From April 1970 through June 2001, I practiced law with the Minneapolis office of the eminent Faegre & Benson law firm, first as an associate and then as a partner and of counsel. I was in its business litigation group and handled many kinds of cases, including dealer/distributor terminations, securities fraud, antitrust, copyright, trade secrets and contract. I also assisted in drafting dispute resolution provisions for contracts prepared by others in the firm.
When I joined Faegre in 1970, the firm, as I recall, had approximately 50 lawyers in its only office in Minneapolis. Today it has nearly 500 lawyers in Minneapolis and five additional offices (Des Moines, Denver, Boulder, London and Shanghai). This year it celebrates its 125th anniversary. (www.faegre.com.)

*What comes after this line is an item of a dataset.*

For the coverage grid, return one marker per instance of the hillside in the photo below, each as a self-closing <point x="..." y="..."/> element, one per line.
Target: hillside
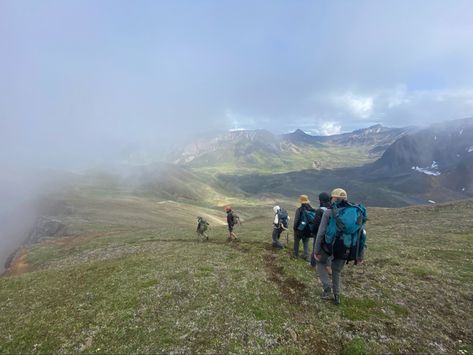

I particularly liked being in a large law firm. Large firms tended to get the more challenging and remunerative cases. I could easily obtain assistance from other lawyers who specialized in different aspects of the law or who could discuss difficult tactical and strategic problems. Faegre also encouraged its lawyers to provide pro bono legal services. Moreover, I did not have to participate in managing all of the firm’s many business details. Practicing law itself took a large hunk of my time, and I did not want to pile on the additional time necessary for management. I, however, did participate in the work of some of the firm’s committees–Alternative Dispute Resolution and Legal Assistants.
Over 31 years there are too many fellow lawyers at the firm with whom I had excellent professional relations to mention them all. Instead I will just call out a few of my seniors from my group in the firm: John French, who had been President of the Harvard Law Review, a U.S. Supreme Court clerk for Justice Frankfurter and a leader of Minnesota’s Democratic Farmer Labor Party; Larry Brown; Gordon Busdicker; Norman Carpenter; and James B. Loken, who had clerked for U.S. Supreme Court Justice Byron White and been an assistant to President Richard Nixon and is now a Judge of the U.S. Court of Appeals for the Eighth Circuit.
On Thanksgiving Day of 1982 Minneapolis had the largest fire in its history. It started in the demolition site of a former downtown department store and soon engulfed most of the adjacent Northwestern National Bank Building that housed the Faegre offices. That bitterly cold night my wife and I went to watch the fire and saw flames shooting out the windows of my office on the 13th floor. (The next week we in hard hats were escorted to my floor where I found my completely destroyed office and here and there a few fragments of papers from my files. For several weeks thereafter I had nightmares of being caught in the fire.) Amazingly the firm opened for business the following Monday in new offices in the nearby IDS Center. The other attorneys and I immediately set out to recreate the files in our active cases and files by requesting copies from clients, other attorneys and the courts. Luckily by then the firm used computers to record and manage the firm’s billable hours, i.e., its inventory of unbilled time, and stored a duplicate set of the computer records in another building. Previously the firm’s records of unbilled time had been manually recorded on heavy-stock paper and maintained in three-ring binders all over the office; they probably would have been destroyed in the fire. Such unbilled time is a major asset of a law firm, and the loss of such an asset probably would have doomed the firm.
Some of my cases over these 31 years cases are memorable and important and will be discussed in future posts. They include cases involving issues of constitutional law and contract, auditor’s liability, international arbitration, securities fraud, copyright, patents and trade secrets. In addition, in the mid-1980’s I became a pro bono (no fee) lawyer for foreigners seeking asylum in the U.S.; as will be seen in a subsequent post, this has had, and continues to have, an enormous impact on my professional, political and religious life.